When considering security threats, one way to prevent leakage of application communication to third parties and alteration of such communication is the use of communication encryption. Using HTTPS for communication is one method of encryption. However, TLS/SSL-based communication, on which HTTPS is based, incurs a very high load.

An SSL accelerator is a piece of hardware dedicated to implementing HTTPS-encrypted communication processing without placing a load on the Web or application server. The correct deployment of an SSL accelerator will help accelerate encrypted communication without placing a load the Web or application server.

The following figure shows a configuration example using an SSL accelerator.

Figure 4-9 Configuration using an SSL accelerator

Communications sent by the Web client over HTTPS are decrypted by the SSL accelerator, and then passed on to the Web or application server over HTTP. Communications sent by the Web or application server over HTTP are encrypted by the SSL accelerator, and then passed on to the Web client.

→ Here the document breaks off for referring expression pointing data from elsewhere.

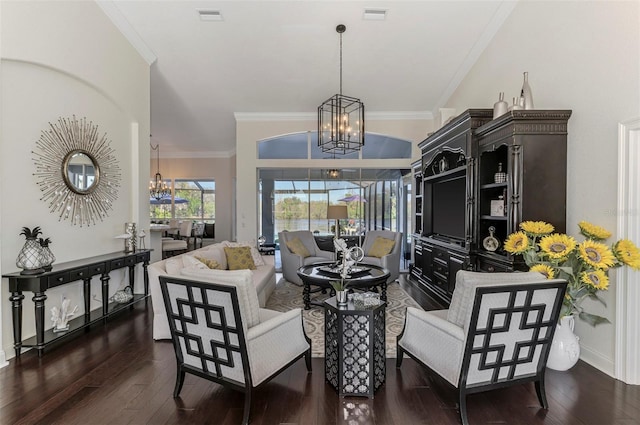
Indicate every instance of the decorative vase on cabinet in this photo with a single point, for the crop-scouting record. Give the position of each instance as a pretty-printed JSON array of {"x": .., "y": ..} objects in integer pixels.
[
  {"x": 526, "y": 94},
  {"x": 565, "y": 348},
  {"x": 500, "y": 107}
]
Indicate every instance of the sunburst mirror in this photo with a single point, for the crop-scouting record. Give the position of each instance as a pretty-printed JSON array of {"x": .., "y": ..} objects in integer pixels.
[{"x": 77, "y": 171}]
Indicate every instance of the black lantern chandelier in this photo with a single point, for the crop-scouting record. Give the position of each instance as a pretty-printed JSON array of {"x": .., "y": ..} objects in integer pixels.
[
  {"x": 341, "y": 119},
  {"x": 157, "y": 187}
]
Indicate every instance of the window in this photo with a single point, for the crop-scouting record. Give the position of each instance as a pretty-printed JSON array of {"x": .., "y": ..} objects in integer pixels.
[
  {"x": 191, "y": 200},
  {"x": 297, "y": 199}
]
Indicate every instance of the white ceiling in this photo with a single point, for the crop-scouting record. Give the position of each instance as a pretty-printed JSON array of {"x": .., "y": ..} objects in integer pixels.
[{"x": 282, "y": 57}]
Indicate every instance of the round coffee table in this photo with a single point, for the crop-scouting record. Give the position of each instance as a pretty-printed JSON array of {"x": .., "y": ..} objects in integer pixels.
[{"x": 317, "y": 275}]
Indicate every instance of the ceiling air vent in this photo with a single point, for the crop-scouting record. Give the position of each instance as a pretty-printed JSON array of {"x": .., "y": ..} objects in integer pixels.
[
  {"x": 210, "y": 15},
  {"x": 371, "y": 14}
]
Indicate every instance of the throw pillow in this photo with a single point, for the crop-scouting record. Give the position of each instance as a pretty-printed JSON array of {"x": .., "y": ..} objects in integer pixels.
[
  {"x": 296, "y": 246},
  {"x": 215, "y": 252},
  {"x": 381, "y": 247},
  {"x": 239, "y": 258},
  {"x": 211, "y": 263},
  {"x": 255, "y": 254},
  {"x": 191, "y": 263},
  {"x": 173, "y": 266}
]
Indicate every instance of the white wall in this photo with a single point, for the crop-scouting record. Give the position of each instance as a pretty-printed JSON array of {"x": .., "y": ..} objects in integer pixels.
[
  {"x": 248, "y": 133},
  {"x": 582, "y": 56},
  {"x": 61, "y": 59}
]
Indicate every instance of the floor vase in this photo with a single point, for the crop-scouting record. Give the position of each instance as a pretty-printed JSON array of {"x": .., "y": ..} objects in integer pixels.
[{"x": 565, "y": 348}]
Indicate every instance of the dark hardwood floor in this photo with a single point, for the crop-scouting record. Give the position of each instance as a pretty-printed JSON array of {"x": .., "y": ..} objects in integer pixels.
[{"x": 117, "y": 374}]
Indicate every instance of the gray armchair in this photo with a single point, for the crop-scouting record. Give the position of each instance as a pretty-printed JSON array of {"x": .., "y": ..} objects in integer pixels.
[
  {"x": 497, "y": 332},
  {"x": 220, "y": 333},
  {"x": 291, "y": 261},
  {"x": 390, "y": 261}
]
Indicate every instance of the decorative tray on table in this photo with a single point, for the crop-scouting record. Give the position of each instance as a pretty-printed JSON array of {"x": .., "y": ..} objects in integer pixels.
[{"x": 335, "y": 271}]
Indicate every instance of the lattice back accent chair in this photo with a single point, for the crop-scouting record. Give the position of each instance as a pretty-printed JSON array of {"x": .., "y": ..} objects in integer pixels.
[
  {"x": 496, "y": 333},
  {"x": 382, "y": 248},
  {"x": 219, "y": 333},
  {"x": 297, "y": 249}
]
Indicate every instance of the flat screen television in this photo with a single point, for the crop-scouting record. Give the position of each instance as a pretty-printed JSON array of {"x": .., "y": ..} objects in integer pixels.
[{"x": 448, "y": 203}]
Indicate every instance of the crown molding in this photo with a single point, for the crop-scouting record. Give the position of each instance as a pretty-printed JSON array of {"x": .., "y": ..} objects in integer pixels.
[
  {"x": 199, "y": 154},
  {"x": 113, "y": 13},
  {"x": 312, "y": 116},
  {"x": 499, "y": 18}
]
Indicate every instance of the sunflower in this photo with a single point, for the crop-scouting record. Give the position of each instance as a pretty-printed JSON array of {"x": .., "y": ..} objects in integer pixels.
[
  {"x": 536, "y": 228},
  {"x": 557, "y": 246},
  {"x": 546, "y": 270},
  {"x": 627, "y": 253},
  {"x": 516, "y": 243},
  {"x": 593, "y": 231},
  {"x": 596, "y": 278},
  {"x": 596, "y": 254}
]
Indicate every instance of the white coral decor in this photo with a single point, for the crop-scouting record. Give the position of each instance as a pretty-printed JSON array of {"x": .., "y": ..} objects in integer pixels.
[{"x": 60, "y": 316}]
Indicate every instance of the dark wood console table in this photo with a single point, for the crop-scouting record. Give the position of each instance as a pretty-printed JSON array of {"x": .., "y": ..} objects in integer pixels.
[{"x": 65, "y": 273}]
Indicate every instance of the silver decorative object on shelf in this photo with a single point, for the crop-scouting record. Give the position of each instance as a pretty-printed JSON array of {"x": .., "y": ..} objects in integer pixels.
[
  {"x": 130, "y": 242},
  {"x": 77, "y": 171},
  {"x": 30, "y": 257},
  {"x": 141, "y": 236},
  {"x": 47, "y": 256},
  {"x": 500, "y": 176}
]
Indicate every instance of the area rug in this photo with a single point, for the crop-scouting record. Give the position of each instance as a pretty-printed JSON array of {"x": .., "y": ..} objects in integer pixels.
[{"x": 288, "y": 295}]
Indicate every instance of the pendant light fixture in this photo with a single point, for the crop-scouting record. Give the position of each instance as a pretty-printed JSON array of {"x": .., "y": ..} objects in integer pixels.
[
  {"x": 158, "y": 189},
  {"x": 341, "y": 119}
]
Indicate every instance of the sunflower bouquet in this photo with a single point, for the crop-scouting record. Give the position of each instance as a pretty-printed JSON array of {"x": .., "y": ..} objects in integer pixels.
[{"x": 584, "y": 265}]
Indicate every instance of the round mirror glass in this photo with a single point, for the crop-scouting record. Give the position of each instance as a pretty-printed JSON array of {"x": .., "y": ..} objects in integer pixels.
[{"x": 80, "y": 171}]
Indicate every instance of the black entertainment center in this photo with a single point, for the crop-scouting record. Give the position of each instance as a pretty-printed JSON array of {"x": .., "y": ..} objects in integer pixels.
[{"x": 478, "y": 178}]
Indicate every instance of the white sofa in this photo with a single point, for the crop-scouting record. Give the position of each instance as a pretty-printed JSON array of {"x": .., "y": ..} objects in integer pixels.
[{"x": 264, "y": 278}]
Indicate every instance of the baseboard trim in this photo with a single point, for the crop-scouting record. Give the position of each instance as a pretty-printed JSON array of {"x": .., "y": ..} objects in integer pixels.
[
  {"x": 3, "y": 359},
  {"x": 597, "y": 360}
]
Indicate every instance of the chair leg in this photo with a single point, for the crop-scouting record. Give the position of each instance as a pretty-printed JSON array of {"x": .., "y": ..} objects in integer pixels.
[
  {"x": 307, "y": 359},
  {"x": 179, "y": 381},
  {"x": 247, "y": 407},
  {"x": 542, "y": 394},
  {"x": 399, "y": 355},
  {"x": 463, "y": 408}
]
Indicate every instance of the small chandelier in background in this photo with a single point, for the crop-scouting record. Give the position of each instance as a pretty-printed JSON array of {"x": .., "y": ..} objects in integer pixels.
[
  {"x": 157, "y": 187},
  {"x": 341, "y": 119},
  {"x": 333, "y": 174}
]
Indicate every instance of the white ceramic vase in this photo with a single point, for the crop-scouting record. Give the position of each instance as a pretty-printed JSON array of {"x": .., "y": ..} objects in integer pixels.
[
  {"x": 526, "y": 94},
  {"x": 500, "y": 107},
  {"x": 565, "y": 348}
]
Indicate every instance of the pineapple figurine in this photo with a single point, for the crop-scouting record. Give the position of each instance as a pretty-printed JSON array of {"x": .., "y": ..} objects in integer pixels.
[
  {"x": 47, "y": 256},
  {"x": 30, "y": 258}
]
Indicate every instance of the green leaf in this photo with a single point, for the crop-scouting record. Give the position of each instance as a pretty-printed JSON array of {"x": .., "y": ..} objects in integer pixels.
[
  {"x": 595, "y": 297},
  {"x": 592, "y": 319}
]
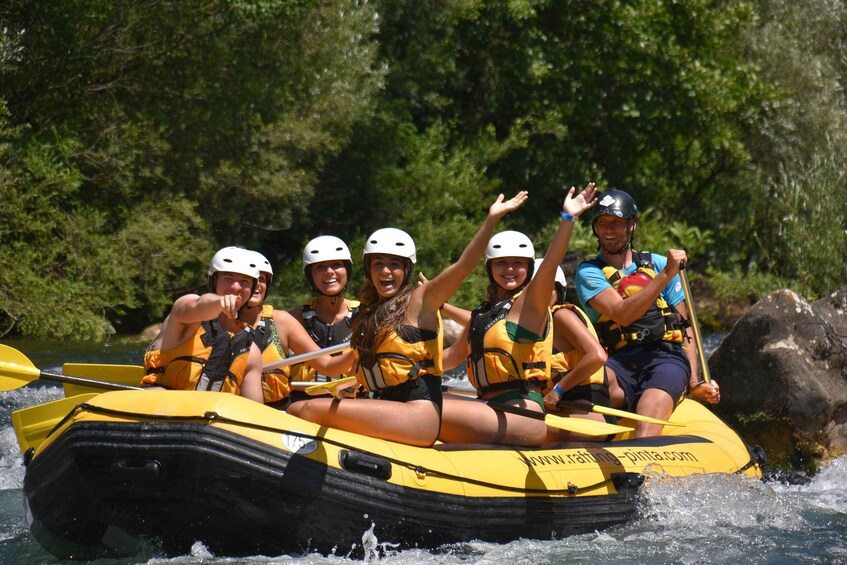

When deploying an SSL accelerator, consider the following points:

• An SSL accelerator can be used as a firewall. In such a case, treat the SSL accelerator as part of your Web or application server.
• For Web server integration, when using an SSL accelerator, it might be necessary to configure additional redirector settings. For example, if a redirector is configured, a request forwarding destination or other information can be specified (only for HTTP/1.0 requests from Web clients). When using Management Server to set up the system, the system can be configured on the management portal by using Environment Settings for Logical Server. Open the Redirector Settings window for the logical Web server, and under Gateway Specification Function Settings, select Yes for Use SSL accelerator.
  When setting up the system without using Management Server, configure the setting in the following file:
  

  For Cosminexus HTTP Server

  The JkGatewayHttpsScheme key in the mod_jk.conf file

  For Microsoft IIS

  The gateway_https_scheme key in the isapi_redirect.conf file

  When setting up the system without using Management Server, see 9. Files Used for Web Server Integration, in the uCosminexus Application Server Definition Reference Guide.
  
• To use an in-process HTTP server, you might need to configure additional Web container settings when using an SSL accelerator. For example, when these settings are configured, a request forwarding destination or other information can be specified (only for HTTP/1.0 requests from Web clients). When using Management Server to set up the system, the system can be configured on the management portal by using Environment Settings for Logical Server. Open the Other Settings window for the logical J2EE server, and under Gateway Specification Function Settings, select Yes for Use SSL accelerator.
  When setting up the system without using Management Server, configure the webserver.connector.inprocess_http.gateway.https_scheme key in the usrconf.properties file.
  When setting up the system without using Management Server, see 2.4. usrconf.properties (User property file for J2EE server), in the uCosminexus Application Server Definition Reference Guide.